The world is her oyster

2011-07-16 09:16

In her mid-thirties Isha Sesay has reached heights that some people can only dream of. She is among the youngest people on a list of the 100 most influential people in Africa published in the June edition of New African magazine.

“My mother was the first to call me and tell me about my inclusion on the list and then a friend also called,” she says excitedly.

“I was shell-shocked. You know you are doing what you are supposed to do – shining the light on stories that give people hope. Once it had sunk in I was humbled and felt a huge responsibility not to let down the people who had shown so much confidence in me.”

Sesay says she is not a feminist.

“I am a champion of women and girl empowerment,” she says.

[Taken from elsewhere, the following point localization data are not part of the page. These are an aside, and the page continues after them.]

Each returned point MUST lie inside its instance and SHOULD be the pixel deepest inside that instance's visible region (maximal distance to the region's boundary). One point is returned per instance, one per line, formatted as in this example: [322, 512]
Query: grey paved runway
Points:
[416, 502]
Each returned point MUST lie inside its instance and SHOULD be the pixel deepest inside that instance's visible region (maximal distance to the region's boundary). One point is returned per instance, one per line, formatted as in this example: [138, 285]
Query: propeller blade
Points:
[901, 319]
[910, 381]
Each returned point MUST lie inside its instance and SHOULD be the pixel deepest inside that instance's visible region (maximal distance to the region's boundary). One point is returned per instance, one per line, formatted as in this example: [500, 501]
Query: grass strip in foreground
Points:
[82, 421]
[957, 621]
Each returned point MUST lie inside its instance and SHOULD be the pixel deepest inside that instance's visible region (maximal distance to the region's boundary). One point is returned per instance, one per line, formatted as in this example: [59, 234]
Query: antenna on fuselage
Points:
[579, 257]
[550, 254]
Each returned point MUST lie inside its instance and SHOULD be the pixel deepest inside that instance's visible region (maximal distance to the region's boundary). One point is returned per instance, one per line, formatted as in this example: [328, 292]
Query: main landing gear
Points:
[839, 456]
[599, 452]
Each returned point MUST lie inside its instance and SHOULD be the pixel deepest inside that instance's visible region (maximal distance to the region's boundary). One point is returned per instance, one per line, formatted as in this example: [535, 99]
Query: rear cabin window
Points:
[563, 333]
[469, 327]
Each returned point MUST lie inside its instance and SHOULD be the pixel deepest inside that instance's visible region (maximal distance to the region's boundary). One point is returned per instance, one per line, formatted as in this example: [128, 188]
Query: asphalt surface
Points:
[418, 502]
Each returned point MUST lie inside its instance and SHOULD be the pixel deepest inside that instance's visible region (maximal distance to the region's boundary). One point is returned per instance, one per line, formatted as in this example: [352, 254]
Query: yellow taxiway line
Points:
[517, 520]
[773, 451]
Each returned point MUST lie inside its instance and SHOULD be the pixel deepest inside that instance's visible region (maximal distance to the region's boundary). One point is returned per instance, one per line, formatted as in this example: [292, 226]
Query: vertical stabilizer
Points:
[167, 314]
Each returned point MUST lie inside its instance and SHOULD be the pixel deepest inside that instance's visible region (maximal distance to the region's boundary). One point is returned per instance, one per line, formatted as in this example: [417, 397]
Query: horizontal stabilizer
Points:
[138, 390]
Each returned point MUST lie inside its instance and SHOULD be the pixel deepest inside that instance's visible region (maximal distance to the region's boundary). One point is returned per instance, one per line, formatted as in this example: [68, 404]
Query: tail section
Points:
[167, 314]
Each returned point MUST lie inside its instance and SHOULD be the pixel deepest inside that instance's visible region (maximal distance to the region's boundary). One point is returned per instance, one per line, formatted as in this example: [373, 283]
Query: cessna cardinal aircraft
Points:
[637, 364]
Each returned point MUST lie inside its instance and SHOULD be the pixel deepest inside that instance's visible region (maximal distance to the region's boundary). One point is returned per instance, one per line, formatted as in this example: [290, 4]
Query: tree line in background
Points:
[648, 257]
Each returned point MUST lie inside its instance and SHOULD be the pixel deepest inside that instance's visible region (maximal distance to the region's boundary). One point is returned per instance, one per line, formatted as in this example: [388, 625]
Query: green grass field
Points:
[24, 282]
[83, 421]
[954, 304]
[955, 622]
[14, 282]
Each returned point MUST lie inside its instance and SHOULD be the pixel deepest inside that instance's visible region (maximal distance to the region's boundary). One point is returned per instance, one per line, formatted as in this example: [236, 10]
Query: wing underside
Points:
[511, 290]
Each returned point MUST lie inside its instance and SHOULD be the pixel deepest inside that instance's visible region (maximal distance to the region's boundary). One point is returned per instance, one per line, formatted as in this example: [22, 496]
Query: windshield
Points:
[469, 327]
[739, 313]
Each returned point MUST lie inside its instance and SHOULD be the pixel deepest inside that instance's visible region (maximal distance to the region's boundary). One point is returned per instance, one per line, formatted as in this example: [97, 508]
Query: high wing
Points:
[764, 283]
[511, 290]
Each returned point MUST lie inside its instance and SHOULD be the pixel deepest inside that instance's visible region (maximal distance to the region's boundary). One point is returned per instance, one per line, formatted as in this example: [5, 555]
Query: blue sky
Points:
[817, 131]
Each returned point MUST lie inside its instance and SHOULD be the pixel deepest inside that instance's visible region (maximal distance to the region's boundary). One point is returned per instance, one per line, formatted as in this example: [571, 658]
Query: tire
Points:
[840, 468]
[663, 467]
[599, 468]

“I would like to see us create an environment that gives girls more access to education . We must fight against the persecution of women, make the world a safe place for women.”

Sesay, who was in South Africa at the same time as US First Lady Michelle Obama, echoes the message contained in Obama’s speech at Regina Mundi in Soweto.

“She came with an important message that African women must not allow any boundaries to hold them back,” she says.

She believes the CNN Multichoice African Journalist Awards are proof that the American television network is committed to the growth of journalism in Africa.

She says that CNN has stuck with the event for 16 years and that the number of entrants has grown show how important it is to the organisation and to Africa.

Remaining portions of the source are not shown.